Richard Siken, SPN, Economic Lives

May 21, 2014 18:39

True fangirl confessions: I wrote Richard Siken a note about how much I liked Crush, and how I saw lots of continuities between his poetry, SPN, and the Mountain Goats in their treatment of masculinity/violence/drinking/desire/road trips/that general constellation of Americana. He wrote back noting that Crush predated SPN (which I knew, truly!) but indicating that he knew of the SPN/Siken correspondences through the power of the internet. Heh.

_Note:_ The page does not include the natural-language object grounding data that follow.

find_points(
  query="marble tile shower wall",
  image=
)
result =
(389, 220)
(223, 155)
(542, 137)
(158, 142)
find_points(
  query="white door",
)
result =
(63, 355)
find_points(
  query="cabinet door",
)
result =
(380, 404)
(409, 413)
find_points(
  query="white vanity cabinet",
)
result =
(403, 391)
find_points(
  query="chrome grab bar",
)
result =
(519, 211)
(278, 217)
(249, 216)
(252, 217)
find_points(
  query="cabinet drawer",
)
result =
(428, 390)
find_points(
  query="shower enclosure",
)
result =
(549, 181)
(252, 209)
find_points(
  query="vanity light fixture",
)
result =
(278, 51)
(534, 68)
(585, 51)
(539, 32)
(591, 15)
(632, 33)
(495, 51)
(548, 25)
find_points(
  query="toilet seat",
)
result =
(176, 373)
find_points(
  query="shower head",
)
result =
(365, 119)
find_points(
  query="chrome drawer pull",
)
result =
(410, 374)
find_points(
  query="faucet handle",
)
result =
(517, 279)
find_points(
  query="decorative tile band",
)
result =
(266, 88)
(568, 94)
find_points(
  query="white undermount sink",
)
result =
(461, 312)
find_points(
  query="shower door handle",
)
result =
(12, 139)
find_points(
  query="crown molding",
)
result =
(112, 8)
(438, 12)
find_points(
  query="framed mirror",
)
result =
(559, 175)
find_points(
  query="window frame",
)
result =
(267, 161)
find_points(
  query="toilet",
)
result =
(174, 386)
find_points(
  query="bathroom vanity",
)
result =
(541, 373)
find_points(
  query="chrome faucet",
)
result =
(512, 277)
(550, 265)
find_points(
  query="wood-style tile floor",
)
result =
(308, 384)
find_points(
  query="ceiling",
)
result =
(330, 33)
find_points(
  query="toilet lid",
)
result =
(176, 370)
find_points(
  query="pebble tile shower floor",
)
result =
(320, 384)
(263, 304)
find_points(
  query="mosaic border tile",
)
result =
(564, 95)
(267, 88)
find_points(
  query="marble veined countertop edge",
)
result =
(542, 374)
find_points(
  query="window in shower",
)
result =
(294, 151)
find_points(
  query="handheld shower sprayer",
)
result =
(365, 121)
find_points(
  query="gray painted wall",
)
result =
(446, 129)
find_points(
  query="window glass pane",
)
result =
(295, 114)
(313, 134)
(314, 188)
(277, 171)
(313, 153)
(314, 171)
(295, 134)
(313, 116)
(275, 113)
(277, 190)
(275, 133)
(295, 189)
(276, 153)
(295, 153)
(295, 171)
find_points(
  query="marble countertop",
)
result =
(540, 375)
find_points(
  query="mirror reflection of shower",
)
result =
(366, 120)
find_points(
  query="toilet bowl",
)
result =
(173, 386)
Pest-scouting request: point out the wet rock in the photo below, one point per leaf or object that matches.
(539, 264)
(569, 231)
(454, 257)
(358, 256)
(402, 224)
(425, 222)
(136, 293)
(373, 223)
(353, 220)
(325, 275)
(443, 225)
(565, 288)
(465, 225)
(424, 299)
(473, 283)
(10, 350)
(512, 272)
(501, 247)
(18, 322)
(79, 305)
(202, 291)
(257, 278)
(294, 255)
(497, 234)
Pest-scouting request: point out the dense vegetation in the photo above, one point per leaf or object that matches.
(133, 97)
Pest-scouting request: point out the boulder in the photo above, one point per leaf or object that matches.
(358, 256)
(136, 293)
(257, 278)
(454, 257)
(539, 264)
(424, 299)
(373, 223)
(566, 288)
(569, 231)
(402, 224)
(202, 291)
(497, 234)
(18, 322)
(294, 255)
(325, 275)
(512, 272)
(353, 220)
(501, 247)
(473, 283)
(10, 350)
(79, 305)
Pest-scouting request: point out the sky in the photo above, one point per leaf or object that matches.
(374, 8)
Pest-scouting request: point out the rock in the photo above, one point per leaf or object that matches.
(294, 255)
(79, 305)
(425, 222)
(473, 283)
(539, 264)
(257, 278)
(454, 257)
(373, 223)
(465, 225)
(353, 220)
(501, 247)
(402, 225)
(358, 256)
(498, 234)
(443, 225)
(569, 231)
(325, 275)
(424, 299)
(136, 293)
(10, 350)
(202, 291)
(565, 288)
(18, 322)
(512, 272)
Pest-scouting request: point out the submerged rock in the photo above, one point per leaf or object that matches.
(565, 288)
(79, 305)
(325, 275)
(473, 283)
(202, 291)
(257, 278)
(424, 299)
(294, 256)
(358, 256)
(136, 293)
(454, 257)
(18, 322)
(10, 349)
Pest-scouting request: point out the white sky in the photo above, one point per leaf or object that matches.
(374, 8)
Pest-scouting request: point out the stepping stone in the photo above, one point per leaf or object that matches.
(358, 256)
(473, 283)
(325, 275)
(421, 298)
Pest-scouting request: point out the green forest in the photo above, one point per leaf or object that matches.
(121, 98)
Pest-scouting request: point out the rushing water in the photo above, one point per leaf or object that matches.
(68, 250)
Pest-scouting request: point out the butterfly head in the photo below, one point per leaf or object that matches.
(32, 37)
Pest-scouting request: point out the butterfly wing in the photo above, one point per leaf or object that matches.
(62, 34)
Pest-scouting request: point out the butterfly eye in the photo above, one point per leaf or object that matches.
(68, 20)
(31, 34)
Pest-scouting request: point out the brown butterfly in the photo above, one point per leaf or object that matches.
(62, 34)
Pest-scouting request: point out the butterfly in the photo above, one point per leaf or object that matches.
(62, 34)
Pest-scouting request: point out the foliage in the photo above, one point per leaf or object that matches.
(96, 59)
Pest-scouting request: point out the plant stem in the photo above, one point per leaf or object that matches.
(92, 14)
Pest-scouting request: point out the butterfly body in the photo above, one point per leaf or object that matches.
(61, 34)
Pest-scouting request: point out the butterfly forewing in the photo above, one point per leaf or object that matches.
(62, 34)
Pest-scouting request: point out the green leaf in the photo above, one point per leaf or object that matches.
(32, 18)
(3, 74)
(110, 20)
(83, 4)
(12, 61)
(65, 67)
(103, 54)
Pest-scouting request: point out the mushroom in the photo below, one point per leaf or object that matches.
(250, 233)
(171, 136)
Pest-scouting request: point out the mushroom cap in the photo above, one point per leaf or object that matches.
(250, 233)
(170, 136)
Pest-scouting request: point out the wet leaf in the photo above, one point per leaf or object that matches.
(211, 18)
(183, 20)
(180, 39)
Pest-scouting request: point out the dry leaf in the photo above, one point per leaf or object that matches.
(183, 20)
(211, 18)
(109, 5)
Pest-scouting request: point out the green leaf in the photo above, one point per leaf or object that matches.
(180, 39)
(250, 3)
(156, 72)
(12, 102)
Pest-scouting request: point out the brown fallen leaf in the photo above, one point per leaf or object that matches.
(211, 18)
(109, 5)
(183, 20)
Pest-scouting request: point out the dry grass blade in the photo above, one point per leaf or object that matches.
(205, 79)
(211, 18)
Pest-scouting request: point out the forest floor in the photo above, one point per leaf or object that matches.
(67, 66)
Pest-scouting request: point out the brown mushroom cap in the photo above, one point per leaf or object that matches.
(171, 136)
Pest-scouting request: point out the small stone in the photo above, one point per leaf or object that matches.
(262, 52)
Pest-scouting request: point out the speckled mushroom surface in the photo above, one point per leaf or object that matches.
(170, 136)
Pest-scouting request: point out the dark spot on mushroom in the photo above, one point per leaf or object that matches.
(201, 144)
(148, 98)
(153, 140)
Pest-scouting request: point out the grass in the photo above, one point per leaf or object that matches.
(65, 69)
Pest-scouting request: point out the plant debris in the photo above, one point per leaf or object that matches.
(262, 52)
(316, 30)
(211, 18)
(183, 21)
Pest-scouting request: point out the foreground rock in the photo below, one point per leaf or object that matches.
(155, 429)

SPN: I have only been waiting for this for four years! Other thoughts: I wish we'd gotten more out of Sam than "yeah, don't talk about it" when Dean tried to do the I'm-about-to-die speech; I hope he still gets to be angry at Demon!Dean. As someone said on Tumblr, this means Dean can now be summoned! Though given the power of a Knight of Hell, a summoner had best be sure they know what they're doing. I loved that Crowley figured out that when Dean doesn't eat there's something very wrong with him--Dean's appetites (the mostly good ones, sex and food and affection) have always been his human credentials.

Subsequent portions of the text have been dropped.